Still, given the decentralized nature of the United States, there are grievances by businesses operating nationwide regarding the numerous technical specifications from the various states, as noted in the report. 
As Australia was experiencing economic decline in the latter half of the last century, the country implemented a number of reforms, including removing internal anti-competitive policies starting in the 1980s. In the 1990s, Australia implemented laws and launched institutions to remove internal barriers to the trade of goods and labour, and to facilitate an agreement for the states to recognize each others’ regulations, as explained in a paper by the School of Policy Studies at Queen’s University. 
The Macdonald-Laurier report notes that the reforms helped Australia move up to 8th place in per capita income in OECD country rankings from 16th place. The authors note, however, that Australia differs from Canada in that it had fewer barriers to begin with and doesn’t have a politically distinct region, such as Quebec, that is more dramatically out of step with the other states or provinces.
Under Switzerland’s federal system, the cantons (regions) have held considerable autonomy. However, facing a more unified Europe under the European Union system, Switzerland adopted the EU’s technical standards even though it is not part of the EU. This in turn helped remove internal trade barriers in the country as well, says a study published by the University of Calgary’s School of Public Policy. 

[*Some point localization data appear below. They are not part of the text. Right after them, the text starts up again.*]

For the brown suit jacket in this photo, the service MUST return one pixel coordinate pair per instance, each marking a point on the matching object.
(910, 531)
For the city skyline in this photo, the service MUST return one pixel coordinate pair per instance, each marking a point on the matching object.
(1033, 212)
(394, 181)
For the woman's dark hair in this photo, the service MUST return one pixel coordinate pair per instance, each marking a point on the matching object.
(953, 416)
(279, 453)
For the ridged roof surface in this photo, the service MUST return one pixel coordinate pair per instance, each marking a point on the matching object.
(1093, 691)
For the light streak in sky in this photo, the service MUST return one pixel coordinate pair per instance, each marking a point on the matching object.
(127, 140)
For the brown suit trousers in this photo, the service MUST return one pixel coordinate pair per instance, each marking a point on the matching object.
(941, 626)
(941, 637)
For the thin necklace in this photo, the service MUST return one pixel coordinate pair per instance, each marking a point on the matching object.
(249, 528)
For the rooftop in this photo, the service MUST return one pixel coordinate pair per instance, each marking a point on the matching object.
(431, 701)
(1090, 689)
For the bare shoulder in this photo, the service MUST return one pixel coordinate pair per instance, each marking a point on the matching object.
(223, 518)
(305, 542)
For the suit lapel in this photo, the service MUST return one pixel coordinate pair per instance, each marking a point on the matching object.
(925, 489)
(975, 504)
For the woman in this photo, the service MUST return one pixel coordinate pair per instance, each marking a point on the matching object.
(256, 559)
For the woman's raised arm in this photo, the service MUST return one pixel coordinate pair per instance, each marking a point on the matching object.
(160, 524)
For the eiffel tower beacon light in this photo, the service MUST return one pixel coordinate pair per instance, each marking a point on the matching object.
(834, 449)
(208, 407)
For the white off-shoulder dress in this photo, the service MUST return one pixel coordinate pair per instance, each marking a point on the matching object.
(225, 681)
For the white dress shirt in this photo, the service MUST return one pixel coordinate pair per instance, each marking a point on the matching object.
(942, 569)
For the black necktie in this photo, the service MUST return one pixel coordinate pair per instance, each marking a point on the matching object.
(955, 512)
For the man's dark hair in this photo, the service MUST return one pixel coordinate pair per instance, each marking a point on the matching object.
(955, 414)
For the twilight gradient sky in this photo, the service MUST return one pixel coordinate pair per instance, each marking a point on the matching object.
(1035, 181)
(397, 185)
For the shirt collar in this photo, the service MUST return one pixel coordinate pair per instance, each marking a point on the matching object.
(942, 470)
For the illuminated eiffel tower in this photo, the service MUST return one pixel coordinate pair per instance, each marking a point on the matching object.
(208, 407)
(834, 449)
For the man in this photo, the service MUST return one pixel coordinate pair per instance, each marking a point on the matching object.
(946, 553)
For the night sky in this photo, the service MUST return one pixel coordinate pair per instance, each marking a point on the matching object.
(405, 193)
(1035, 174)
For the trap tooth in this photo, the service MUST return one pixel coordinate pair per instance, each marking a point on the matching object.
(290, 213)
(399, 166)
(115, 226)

Switzerland’s example may not be very relatable to Canada, given the different geographies and with aversion to loss of autonomy in conforming with foreign regulations if there isn’t a compelling market reason. However, Switzerland also has a Competition Commission that is similar to Canada’s Competition Bureau, but with more teeth. This allows it to intervene in legal proceedings on internal trade disputes, says the University of Calgary paper.